Emily has been fascinated by a solar powered humingbird light at another 'hideout' by Perry. So yesterday, when we found a dragonfly at the local wallyworld, it was instant must have. As we checked out, Emily chattered excitedly and agreed that Perry would like it.
The past two days have been hard. I find that it is easier to just lay in bed sometimes than to get up and contemplate my new reality as I bustle about. When a bird is hurt, they hide it. When humans are hurt this is what we eventually must do. You have to, or people question your sanity... yet how could any sane person forget a child? How can they really expect us to?
I settle on routine backup number one: when all else fails, call Mom to come get you. Sometimes we go to the Y. Yesterday we went to take Sheila to get her haircut at Wallyworld. And here dear friends it where it gets complicated once again.
I know my hair is getting slightly shaggy. But I don't want to cut it. Silly as that is, the last time I cut it, Perry was alive snuggled on my lap, contemplating the mirrors that seemed to stretch into forever, or watching his Sister spin in the chair across from me.

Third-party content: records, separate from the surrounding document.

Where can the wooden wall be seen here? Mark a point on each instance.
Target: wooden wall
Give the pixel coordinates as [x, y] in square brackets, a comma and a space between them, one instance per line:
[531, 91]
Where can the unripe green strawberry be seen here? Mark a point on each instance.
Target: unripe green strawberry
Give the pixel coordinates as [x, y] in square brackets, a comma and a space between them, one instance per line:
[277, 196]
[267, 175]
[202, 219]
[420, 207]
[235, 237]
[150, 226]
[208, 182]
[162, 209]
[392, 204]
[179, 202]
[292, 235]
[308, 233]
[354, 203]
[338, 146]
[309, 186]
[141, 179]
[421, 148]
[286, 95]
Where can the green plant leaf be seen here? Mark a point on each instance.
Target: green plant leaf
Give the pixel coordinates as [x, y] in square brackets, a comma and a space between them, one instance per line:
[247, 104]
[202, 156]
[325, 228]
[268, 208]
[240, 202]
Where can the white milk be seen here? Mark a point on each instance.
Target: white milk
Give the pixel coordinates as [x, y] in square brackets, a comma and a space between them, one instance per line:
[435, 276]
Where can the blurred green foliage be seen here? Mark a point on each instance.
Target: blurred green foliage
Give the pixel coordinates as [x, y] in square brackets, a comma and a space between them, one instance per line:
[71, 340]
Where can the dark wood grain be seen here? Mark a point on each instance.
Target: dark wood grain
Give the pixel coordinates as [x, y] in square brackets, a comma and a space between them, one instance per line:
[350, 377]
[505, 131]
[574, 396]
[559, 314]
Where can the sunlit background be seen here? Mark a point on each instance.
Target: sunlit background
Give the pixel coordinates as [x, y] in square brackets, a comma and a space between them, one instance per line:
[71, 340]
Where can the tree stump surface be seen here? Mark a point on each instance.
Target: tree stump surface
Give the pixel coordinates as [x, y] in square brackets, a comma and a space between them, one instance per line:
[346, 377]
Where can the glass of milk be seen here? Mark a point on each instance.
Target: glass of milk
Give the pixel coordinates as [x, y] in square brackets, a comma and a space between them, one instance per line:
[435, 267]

There. That same walmart that Sheila was at just then. She is in the same chair that we were in, and she is crying and whining at the tangles as they are brushing them out.
So I hate the firsts. But I hate acknowledging that the firsts are all sliding through my fingers like quicksilver more. I hate thinking that it is coming up on three months without him, soon to four, and then worse yet five. Five months will be dreadful because he will be gone longer than society counted him alive.
So then Emily and I go through the checkout line. And I think we are faking it pretty well. Actually just me, Emily sees nothing abnormal about buying a trinket for a baby's grave. This is her little reality now, nothing odd to her. The little checkout lady doesn't even know that Perry isn't alive.
The woman is a little older, a little weathered. She stops and asks if we have extra batteries, because the little rechargeable solar one stops working.
She pauses, says that her friend has one on her grave. She seems to study my face a little.
My heart sinks. That is not a comment you make to a little girl who is going to buy one and bring it home to share with her little brother- the type that breathes, cries, and giggles.
Perhaps many families buy dragonflys or humingbirds, plastic flowers look garish on a backdrop of cheap white styrofoam.
We stopped on the way home and put it next to his little metal nameplate to replace the Christmas tree we took home on new year's day. It stopped working in the car, and I am afraid I should have bought a new battery.
But when Chris comes home, we go together to light a candle. Emily exclaims happily as his little dragonfly changes colors in the darkness surrounding it.
As we leave, she visits the humingbird too. When we get in the car, she cranes her head to watch the two glowing lights grow smaller. They do not get too small to see, our house is actually too close for that. They are just hidden by trees, some that are older than a human lifespan, as we turn the corner.